Dracut configuration is rendering nvidia drivers useless

I’m on fedora 39 and this dracut configuration is breaking my host nvidia drivers

add_drivers+=" vfio vfio_iommu_type1 vfio_pci "

When this is added to dracut and initramfs are rebuilt, whenever I restart the computer, I get an error on startup that says “nvidia kernel module missing, falling back to noveau”, it doesn’t actually fall back to noveau since I have it blacklisted and it ends up binding to the vfio whenever I check with lspci

Note that vfio works completely fine, HOWEVER when I try to remove the vfio drivers and add my nvidia drivers back in for gaming on the host, it works as in I get no errors with my commands however I cannot use the gpu for any gpu accelerated tasks whatsoever.

This is how I am switching from VFIO to nvidia

sudo virsh nodedev-reattach pci_0000_01_00_0
sudo rmmod vfio_pci vfio_pci_core vfio_iommu_type1
sudo modprobe -i nvidia_modeset nvidia_uvm nvidia

But as soon as I remove the dracut configuration and reboot my gpu works for all games like nothing happened

Any ideas what’s going wrong?

Quick sanity check, do you use nvidia akmod drivers and is nvidia kernel module actually built and available? This might have not be related to dracut at all.
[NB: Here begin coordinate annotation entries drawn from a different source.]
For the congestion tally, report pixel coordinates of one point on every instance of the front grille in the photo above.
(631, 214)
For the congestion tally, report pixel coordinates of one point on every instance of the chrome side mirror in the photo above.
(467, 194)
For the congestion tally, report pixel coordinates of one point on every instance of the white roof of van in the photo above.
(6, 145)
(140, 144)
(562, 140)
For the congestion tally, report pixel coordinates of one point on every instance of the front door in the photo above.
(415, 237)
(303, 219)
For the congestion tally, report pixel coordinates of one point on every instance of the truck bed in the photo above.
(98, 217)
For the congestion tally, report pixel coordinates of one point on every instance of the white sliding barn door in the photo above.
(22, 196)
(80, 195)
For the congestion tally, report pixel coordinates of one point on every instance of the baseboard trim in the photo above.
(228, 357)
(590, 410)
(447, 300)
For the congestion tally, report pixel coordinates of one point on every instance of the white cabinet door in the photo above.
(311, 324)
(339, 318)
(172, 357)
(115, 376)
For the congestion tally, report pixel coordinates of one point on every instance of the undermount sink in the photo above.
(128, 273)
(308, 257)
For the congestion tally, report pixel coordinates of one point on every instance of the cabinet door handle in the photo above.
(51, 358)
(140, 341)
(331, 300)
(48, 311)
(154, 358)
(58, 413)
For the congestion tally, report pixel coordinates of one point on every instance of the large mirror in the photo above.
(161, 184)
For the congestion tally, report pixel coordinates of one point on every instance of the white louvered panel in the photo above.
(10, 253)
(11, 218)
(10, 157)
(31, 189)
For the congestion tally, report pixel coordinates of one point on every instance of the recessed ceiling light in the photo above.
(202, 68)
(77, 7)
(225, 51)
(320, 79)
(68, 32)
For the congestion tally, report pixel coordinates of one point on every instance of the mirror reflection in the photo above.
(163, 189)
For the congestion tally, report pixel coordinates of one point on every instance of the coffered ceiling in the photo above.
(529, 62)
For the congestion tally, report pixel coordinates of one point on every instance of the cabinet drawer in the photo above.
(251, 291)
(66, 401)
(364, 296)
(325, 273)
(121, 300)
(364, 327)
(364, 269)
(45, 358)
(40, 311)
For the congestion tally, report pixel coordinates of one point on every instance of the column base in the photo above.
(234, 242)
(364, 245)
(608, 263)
nvidia kernel module missing, falling back to noveau

This seem on surface “I have problem A, but trying to solve unrelated B”.
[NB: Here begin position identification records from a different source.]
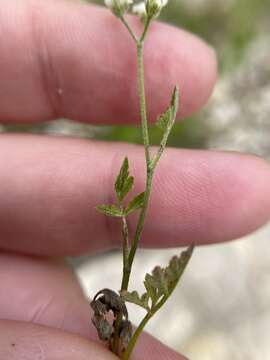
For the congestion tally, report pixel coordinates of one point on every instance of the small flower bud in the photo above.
(154, 7)
(139, 10)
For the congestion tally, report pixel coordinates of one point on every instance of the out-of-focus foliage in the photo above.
(229, 26)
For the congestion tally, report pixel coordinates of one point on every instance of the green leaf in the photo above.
(127, 187)
(124, 182)
(161, 283)
(110, 210)
(135, 204)
(166, 120)
(134, 298)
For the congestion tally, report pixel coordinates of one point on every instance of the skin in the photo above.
(49, 186)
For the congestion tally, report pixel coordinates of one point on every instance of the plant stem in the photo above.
(149, 168)
(140, 328)
(134, 37)
(135, 336)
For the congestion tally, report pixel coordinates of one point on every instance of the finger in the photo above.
(20, 340)
(43, 292)
(78, 61)
(50, 187)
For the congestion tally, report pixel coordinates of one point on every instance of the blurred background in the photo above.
(221, 310)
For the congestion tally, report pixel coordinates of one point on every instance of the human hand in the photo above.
(67, 59)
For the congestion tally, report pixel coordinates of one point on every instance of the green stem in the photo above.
(149, 169)
(140, 328)
(135, 336)
(134, 37)
(144, 123)
(125, 250)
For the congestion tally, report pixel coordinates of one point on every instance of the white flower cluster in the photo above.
(141, 8)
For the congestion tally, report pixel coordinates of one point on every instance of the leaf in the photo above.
(124, 182)
(134, 298)
(161, 283)
(127, 187)
(135, 204)
(166, 120)
(110, 210)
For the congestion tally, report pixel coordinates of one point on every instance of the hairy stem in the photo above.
(149, 169)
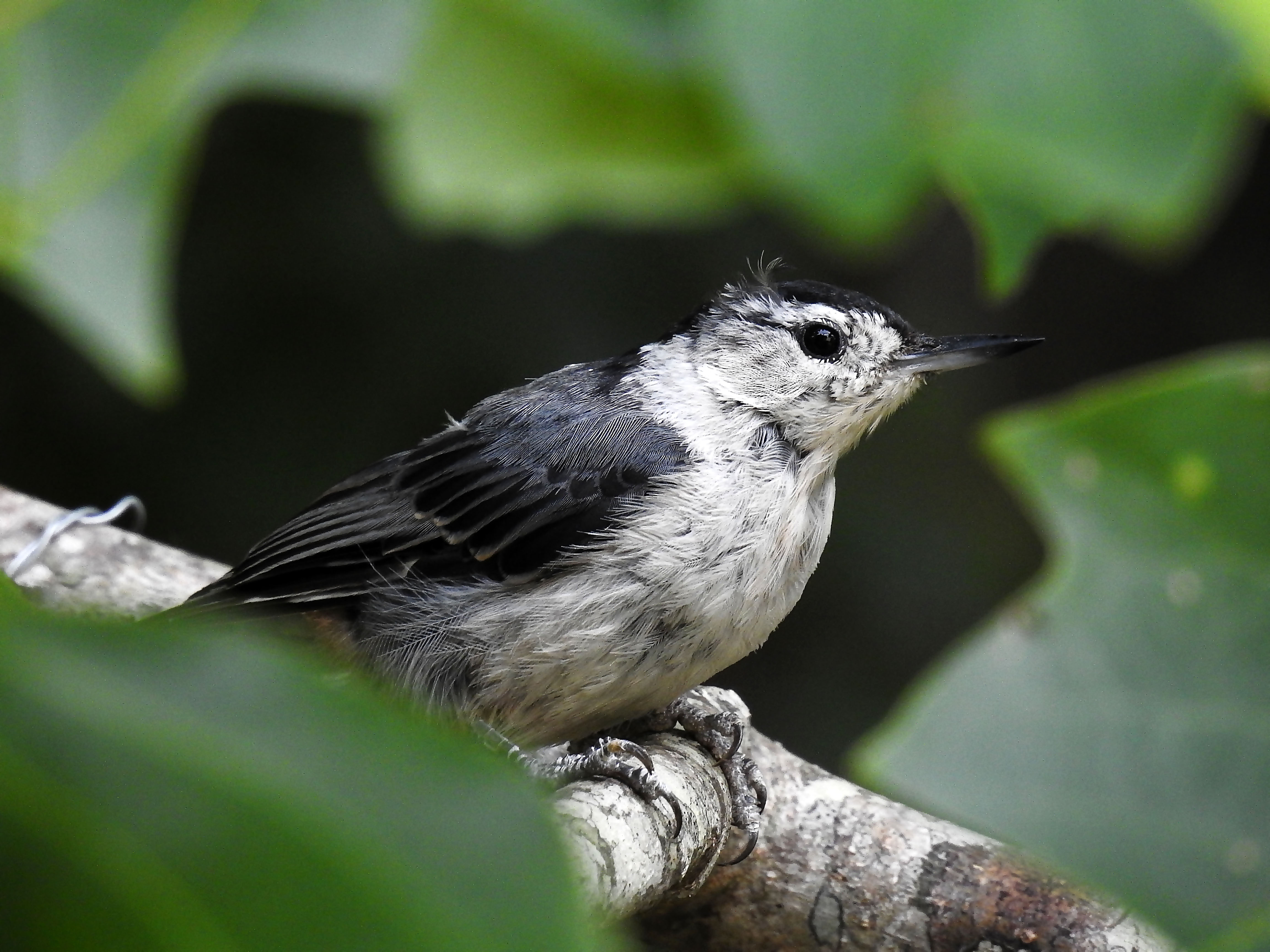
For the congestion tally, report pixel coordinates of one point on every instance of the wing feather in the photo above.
(528, 477)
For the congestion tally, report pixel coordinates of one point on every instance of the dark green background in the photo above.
(321, 333)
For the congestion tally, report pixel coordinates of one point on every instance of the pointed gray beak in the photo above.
(962, 351)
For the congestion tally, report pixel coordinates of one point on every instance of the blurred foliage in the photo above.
(166, 786)
(1117, 718)
(516, 116)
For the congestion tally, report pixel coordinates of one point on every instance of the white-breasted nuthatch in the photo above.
(580, 551)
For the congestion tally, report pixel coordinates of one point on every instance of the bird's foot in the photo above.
(721, 732)
(617, 758)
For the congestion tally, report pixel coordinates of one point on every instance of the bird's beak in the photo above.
(964, 351)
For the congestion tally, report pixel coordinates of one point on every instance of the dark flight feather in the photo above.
(529, 475)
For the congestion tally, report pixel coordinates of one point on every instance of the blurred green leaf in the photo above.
(164, 788)
(519, 117)
(99, 102)
(1117, 718)
(516, 116)
(1249, 26)
(1037, 117)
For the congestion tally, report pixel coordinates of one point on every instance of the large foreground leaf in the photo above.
(1117, 718)
(192, 790)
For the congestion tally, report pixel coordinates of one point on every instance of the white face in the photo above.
(825, 375)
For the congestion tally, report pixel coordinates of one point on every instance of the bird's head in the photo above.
(824, 364)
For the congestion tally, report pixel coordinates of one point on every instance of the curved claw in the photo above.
(738, 735)
(617, 746)
(677, 809)
(756, 782)
(751, 842)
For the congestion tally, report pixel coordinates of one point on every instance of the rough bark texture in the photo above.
(836, 867)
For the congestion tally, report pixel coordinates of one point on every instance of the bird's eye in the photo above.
(821, 341)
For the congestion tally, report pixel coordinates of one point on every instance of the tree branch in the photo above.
(836, 866)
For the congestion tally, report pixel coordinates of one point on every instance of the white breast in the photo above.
(699, 577)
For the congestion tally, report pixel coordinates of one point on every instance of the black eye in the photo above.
(821, 341)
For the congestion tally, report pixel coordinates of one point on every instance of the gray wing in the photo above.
(528, 477)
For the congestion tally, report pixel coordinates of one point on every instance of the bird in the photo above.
(583, 551)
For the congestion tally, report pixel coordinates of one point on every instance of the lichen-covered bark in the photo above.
(98, 568)
(839, 867)
(836, 867)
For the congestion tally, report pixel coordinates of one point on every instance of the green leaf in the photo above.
(1116, 719)
(521, 116)
(1037, 117)
(190, 789)
(99, 103)
(1248, 23)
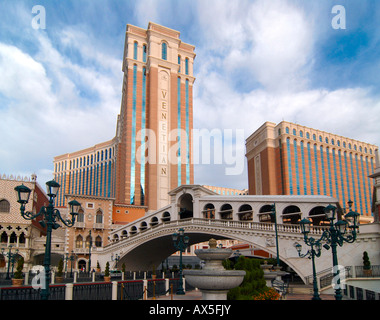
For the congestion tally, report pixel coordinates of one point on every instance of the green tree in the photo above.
(20, 266)
(253, 283)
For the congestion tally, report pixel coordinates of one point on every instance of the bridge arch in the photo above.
(291, 214)
(185, 204)
(226, 212)
(146, 251)
(165, 216)
(264, 214)
(245, 212)
(318, 216)
(154, 221)
(209, 211)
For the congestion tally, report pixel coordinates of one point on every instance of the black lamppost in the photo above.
(311, 254)
(337, 234)
(89, 252)
(117, 258)
(11, 259)
(274, 215)
(181, 242)
(72, 259)
(50, 217)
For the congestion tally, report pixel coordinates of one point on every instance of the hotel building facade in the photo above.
(291, 159)
(152, 150)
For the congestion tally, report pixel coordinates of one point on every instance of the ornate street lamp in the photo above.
(338, 233)
(315, 251)
(50, 218)
(89, 252)
(181, 242)
(72, 259)
(117, 258)
(273, 215)
(11, 259)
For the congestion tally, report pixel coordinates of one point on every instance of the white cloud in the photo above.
(49, 107)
Kernel updates have done this to me on fedora few times, I think it was missing matching kernel-devel-X.Y.Z package that led to silently failing akmod build for newer kernel.

There were also issues with akmod build for certain vdrvier version an kernel versions. Check that also.

Next boot from old working no newer one led to exact the same scenario.

However I dont use iommu and similar, so if it actually is related, I have no other input.

TLDR:

  • if it says module missing, check that first. It can happen
  • check if older kernels have the same issue with missing module
  • do distro sync and force install all kernel packages
  • re-enable nouveau for debugging or use integrated gpu if able

Absolutely, first thing I did when I installed is updated everything including the kernel, boot into the fresh kernel, install the proprietary nvidia drivers and let it finish building, I verify that it’s finished building with modinfo -F version nvidia and see that I get an output.

Then I restart and install a game that is gpu accelerated and successfully play it using my Nvidia gpu. Then I update my grub configuration for vfio and restart, still no issues.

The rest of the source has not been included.